Students who enjoy more of a variety or want to keep their options open at the end of their degree, can study performing arts as a joint honours or triple honours degree, with subjects like art and design.
Whichever combination you choose to take, work experience placements will be essential. Whether students participate in voluntary projects, support industry professionals in the creative process, or organising dance or acting workshops, this on-the-job training will generate opportunities and create an open exchange with industry professionals.
Skills gained from a degree like this include stamina, confidence, teamwork, time management, analytical, critical and research skills and the ability to take and develop with constructive criticism. Performing arts graduates may move between different fields once they have graduated, with short-term or freelance contracts and collaborations with other artists.

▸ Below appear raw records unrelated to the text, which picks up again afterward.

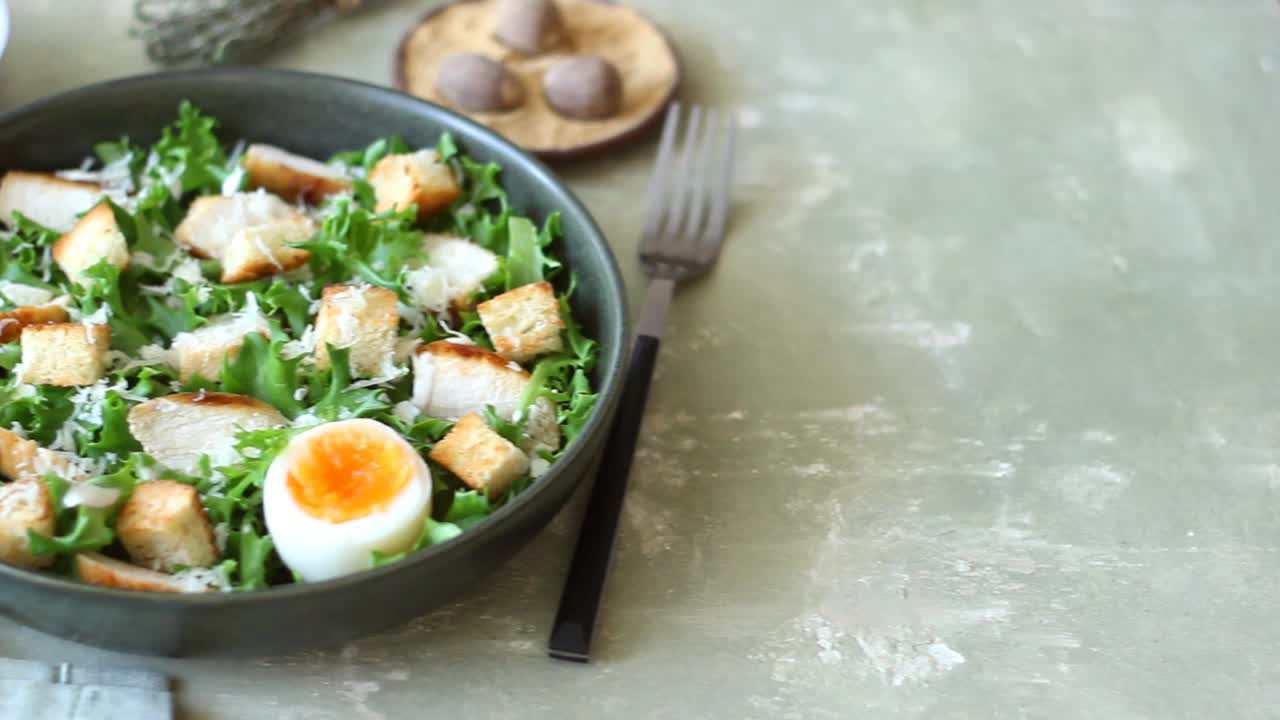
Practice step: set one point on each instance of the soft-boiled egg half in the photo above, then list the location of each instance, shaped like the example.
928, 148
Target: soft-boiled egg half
342, 490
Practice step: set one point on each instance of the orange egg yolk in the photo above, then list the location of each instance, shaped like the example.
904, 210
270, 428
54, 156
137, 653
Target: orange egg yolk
341, 477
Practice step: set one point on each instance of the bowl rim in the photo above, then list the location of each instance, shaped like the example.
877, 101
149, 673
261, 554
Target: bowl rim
5, 26
608, 391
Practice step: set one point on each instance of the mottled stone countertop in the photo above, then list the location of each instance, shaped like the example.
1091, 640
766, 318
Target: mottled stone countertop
979, 417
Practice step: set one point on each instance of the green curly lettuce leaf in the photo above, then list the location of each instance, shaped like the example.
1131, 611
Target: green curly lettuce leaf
190, 145
24, 254
369, 156
338, 400
254, 554
40, 410
357, 244
434, 532
104, 286
467, 509
110, 436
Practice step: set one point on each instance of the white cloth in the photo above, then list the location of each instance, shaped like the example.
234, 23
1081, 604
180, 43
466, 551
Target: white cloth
35, 691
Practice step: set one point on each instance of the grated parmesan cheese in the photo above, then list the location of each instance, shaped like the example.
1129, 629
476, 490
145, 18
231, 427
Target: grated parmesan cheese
406, 411
196, 579
387, 372
305, 345
90, 496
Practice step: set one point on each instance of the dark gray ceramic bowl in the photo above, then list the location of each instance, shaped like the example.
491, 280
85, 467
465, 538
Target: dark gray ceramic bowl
315, 115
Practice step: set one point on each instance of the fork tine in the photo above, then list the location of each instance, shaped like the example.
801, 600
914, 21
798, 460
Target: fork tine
657, 194
714, 233
695, 217
681, 180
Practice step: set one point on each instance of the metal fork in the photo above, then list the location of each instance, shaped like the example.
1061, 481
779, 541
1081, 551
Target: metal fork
688, 208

There is no set path for a performing arts graduate, but the common employers are the local government, arts organisations, education institutions, leisure companies and voluntary organisations.
The common theme in all three disciplines is the importance of presenting oneself around the clock – this is no 9 to 5 profession – creatives find opportunities for employment in the strangest of places and must remain open-minded and self-aware to make the most of their individual talents. A degree, with dynamic work experience and projects alongside, will equip graduates to do so.